The mass media often parrots the claim of privatization pundits that the USPS is in some deficit death spiral, but that is simply not true. Even former Postal Regulation Commission Chair, Ruth Goldway, admitted that: “The Postal Service has been a kind of cash cow for the federal government for the last 40 years.” The current fiscal crisis is artificially contrived in that the USPS is the only government entity that is now required to pay upfront for 75 years worth of projected retiree’s benefits. This is all due to an error discovered in 2002 that the USPS had overpaid up to $70 billion into one of its pension funds, and the federal government in 2006 mandated the USPS make payments of $5.4 billion for ten years straight out of its current revenue into a Retiree Health Benefits Fund (RHBF) to offset this surplus. As the USPS Office of Inspector General once explained, this is like a credit card company saying, “you will charge a million dollars on your credit card during your life; please include the million dollars in your next payment.”

The cumulative impact of this punitive campaign has been the loss of over 200,000 good paying civil service jobs. In response in Feb. 2015 a Grand Alliance was formed to save the USPS, bringing together 90+ organizations – labor unions, religious groups, consumer advocates, and farm organizations including Family Farm Defenders, Farm Aid, and the National Farmers Union. One of the latest tactics has been to outsource USPS functions to non-union “big box” retail chains like Staples, leading in 2017 to a nationwide series of coordinated protests in 50+ cities The American Federation of Teachers (AFT) on July 12th endorsed the Grand Alliance boycott against Staples – school supplies are a key market for Staples, accounting for up to one-third of its sales. Given this massive grassroots pressure, by Jan. 2018 the USPS terminated its deal with Staples, closing down the 540 “mini-post offices” already inside stores and nixing plans to expand them to all 1,600 locations.
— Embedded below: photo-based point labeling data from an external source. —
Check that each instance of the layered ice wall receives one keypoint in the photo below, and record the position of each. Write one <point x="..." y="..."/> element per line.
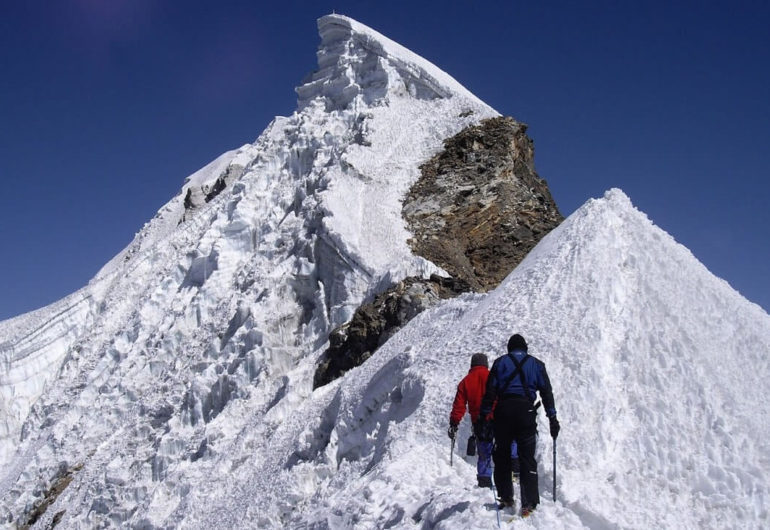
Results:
<point x="219" y="299"/>
<point x="663" y="411"/>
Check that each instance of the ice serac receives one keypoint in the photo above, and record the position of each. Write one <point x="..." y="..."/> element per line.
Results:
<point x="208" y="324"/>
<point x="659" y="371"/>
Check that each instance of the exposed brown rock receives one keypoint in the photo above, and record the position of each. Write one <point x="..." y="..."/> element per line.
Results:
<point x="479" y="206"/>
<point x="374" y="323"/>
<point x="477" y="210"/>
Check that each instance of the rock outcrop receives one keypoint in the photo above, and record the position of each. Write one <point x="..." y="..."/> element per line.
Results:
<point x="477" y="210"/>
<point x="479" y="206"/>
<point x="375" y="322"/>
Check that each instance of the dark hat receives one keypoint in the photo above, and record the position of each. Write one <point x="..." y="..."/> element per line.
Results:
<point x="517" y="342"/>
<point x="479" y="359"/>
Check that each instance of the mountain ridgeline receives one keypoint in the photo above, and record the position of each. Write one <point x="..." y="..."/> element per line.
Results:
<point x="279" y="346"/>
<point x="476" y="211"/>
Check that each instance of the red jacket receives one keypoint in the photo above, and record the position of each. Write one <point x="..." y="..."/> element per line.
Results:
<point x="469" y="392"/>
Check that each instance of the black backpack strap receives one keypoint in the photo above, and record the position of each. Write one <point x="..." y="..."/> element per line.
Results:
<point x="518" y="370"/>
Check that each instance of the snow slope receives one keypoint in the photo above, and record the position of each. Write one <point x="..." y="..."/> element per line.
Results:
<point x="659" y="371"/>
<point x="180" y="395"/>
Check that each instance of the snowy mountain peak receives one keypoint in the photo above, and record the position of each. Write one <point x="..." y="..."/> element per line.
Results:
<point x="175" y="390"/>
<point x="354" y="60"/>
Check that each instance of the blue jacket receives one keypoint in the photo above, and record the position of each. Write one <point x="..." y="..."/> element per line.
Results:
<point x="534" y="373"/>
In early Oct. 2018 there was another wave of pre-election solidarity rallies outside post offices in 100+ cities, proclaiming that the “US. Mail is Not for Sale.” When asked what her reaction was to the White House of Office Management and Budget (OMB)’s continued push to sell off the postal service, Janice Kelble, Legislative Grassroots Coordinator for the American Postal Workers Union (APWU) simply stated: “We won’t let the postal eagle be replaced by the vulture.” House Resolution 993 opposing USPS privatization has been cosponsored by 230+ Congressional representatives (both Democrats and Republicans) – and will no doubt gain more support among new incoming members. A viable robust postal service is not only critical to our nation’s economic health but also serves an important role in insuring equality and underpinning democracy. “Neither snow nor rain nor heat nor gloom of night stays these couriers from the swift completion of their appointed rounds” – such is Herodotus’ description of the ancient Persian mail service from 500 BC that has become the unofficial creed of the USPS today. This holiday season we should all take a moment to thank those tireless public servants who help tie our community together and resolve to protect and support their vital work into the future.